Me revolví el pelo, larguísimo, algo confusa.
—No sé por qué lo hice. ¿Por qué dejé a Víctor? Aún no sé decir por qué…
—¿Quieres que te lo diga yo? —Carmen dejó la copa sobre la mesa y se sentó en el borde del sillón.
—¿Me va a doler?
—Quizá un poco, pero lo que escuece cura, dice mi madre.
—Adelante.
—Rompiste con Víctor porque nunca creíste ser suficientemente buena para él. Todo lo que hacemos, decimos…, la forma en que miramos y el tono que le damos a las palabras…, todo comunica. Y es muy probable que le estuvieras dando continuamente la sensación de ser demasiado frágil y dependiente, cuando todos, incluso él, sabemos que no lo eres. Y ¿sabes? Como no lo eres y nunca lo has sido, a ti tampoco se te pasó por alto y no estabas cómoda. Era como calzar unos zapatos que te encantan y con los que andas de lujo, pero con los que piensas constantemente que te caerás. Al final el mínimo bordillo te hará caer, si no decides quitártelos antes. —Me quedé mirándola sin saber qué contestar—. ¿O no? El que Adrián apareciera en tu casa no fue más que la gota que colmó el vaso. Pero era un vaso que tú habías llenado hasta la mitad. En mi opinión, fue tu manera de volver a tener el control.
—Joder, Carmenchu. —Suspiré.
—Te he hecho daño. Lo siento —dijo al tiempo que me cogía la mano.
—No. —Negué con la cabeza—. Para nada. Es que suenas tan profesional…
—Sé que es duro escuchar a otra persona hablar de tu vida y de tus emociones de esa manera, pero…
—Pero —la atajé, levantando la cara— no es una persona cualquiera. Eres tú.

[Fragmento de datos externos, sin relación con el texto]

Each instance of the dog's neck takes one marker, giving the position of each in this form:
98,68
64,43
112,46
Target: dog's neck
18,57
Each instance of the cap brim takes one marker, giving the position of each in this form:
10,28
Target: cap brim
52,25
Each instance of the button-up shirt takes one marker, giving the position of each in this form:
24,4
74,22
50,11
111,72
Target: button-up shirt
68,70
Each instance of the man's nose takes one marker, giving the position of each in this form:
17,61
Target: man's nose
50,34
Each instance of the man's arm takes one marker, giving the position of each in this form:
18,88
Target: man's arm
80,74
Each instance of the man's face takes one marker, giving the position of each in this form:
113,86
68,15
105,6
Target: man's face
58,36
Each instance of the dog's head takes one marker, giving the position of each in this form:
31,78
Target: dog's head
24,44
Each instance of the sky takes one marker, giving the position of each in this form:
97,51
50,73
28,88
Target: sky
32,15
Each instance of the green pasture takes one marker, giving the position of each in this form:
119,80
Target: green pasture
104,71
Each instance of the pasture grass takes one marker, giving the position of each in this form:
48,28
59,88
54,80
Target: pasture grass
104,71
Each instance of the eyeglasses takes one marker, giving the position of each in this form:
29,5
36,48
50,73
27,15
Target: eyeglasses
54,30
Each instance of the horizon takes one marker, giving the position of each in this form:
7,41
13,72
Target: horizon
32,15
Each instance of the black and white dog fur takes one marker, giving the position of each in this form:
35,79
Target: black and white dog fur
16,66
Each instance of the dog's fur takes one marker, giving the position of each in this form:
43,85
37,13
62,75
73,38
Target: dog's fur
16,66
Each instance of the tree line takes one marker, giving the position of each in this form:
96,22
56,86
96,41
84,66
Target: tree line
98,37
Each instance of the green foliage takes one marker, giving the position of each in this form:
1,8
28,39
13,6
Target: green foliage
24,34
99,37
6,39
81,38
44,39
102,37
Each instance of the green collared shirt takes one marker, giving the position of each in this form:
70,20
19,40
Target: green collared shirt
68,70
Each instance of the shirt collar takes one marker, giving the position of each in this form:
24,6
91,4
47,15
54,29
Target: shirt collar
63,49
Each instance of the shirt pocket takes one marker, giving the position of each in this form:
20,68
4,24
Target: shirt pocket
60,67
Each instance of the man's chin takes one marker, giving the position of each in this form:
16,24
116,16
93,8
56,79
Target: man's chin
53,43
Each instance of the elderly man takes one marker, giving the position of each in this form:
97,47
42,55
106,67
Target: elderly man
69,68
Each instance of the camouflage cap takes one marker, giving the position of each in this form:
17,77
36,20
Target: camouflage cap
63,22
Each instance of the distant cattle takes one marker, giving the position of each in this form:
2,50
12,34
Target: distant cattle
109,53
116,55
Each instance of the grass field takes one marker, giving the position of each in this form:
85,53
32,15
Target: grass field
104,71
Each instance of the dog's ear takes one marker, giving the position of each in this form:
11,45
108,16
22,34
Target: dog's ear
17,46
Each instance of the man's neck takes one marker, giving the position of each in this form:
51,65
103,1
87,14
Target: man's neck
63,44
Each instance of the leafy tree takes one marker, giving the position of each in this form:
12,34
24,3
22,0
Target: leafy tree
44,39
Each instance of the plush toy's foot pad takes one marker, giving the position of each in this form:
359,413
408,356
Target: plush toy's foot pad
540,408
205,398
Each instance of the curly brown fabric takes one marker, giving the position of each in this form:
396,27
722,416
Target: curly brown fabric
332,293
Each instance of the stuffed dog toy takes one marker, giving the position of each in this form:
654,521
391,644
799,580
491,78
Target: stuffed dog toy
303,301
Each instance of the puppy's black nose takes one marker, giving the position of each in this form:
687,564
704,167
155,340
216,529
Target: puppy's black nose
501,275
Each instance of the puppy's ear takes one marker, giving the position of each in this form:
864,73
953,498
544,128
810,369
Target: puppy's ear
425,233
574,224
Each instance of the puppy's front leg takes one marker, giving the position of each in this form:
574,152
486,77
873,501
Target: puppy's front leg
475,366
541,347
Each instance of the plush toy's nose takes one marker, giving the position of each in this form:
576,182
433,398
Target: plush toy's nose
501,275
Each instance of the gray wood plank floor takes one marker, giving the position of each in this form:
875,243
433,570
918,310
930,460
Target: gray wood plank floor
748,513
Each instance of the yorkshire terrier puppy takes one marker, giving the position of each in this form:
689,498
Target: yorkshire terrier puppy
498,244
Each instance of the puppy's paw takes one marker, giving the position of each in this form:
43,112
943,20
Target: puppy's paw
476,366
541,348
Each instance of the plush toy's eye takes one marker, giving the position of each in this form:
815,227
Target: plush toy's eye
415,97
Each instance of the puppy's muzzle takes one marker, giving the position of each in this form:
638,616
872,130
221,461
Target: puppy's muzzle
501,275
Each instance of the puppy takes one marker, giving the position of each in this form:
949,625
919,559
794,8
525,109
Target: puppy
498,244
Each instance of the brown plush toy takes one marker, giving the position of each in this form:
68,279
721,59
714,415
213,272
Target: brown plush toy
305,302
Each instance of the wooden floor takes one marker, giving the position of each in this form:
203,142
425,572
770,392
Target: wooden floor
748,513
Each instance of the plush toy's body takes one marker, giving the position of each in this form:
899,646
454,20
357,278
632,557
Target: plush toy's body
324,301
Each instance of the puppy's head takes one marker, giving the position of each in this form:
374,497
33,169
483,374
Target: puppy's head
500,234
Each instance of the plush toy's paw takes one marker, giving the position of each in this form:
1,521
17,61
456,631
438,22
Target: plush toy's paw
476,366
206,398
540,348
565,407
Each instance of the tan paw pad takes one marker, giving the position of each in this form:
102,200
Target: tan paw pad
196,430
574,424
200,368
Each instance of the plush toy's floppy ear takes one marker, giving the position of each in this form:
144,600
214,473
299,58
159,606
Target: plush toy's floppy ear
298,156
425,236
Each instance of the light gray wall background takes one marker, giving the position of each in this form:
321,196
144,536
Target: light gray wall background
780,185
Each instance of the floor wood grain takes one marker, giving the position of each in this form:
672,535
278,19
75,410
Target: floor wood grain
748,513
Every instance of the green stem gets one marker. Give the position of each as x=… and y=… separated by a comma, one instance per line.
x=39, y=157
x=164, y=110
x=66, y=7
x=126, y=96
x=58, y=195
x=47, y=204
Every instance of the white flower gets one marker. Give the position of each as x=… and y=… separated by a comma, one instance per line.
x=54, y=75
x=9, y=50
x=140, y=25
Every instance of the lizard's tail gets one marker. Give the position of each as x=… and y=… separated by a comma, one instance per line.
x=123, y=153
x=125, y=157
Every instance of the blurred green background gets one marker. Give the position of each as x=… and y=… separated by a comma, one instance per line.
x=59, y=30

Ella sonrió y yo me acurruqué a su lado, dejando que me abrazara y me besara el pelo.
—¿Has pensado ponerte reflejos? Estarías muy guapa —dijo ella cambiando de pronto de tema.
—¿Y si está enamorado de ella? ¿Y si yo solamente fui un pasatiempo? —le contesté.
—Ay, cielo, lo dices con esa cara de angustia… ¿Y quieres quedarte para siempre con la incógnita? Haz magia. Si alguien que conozco puede hacerla, esa eres tú.
La miré apoyada en su pecho y ella me tocó una teta antes de echarse a reír. Esa era mi Carmen.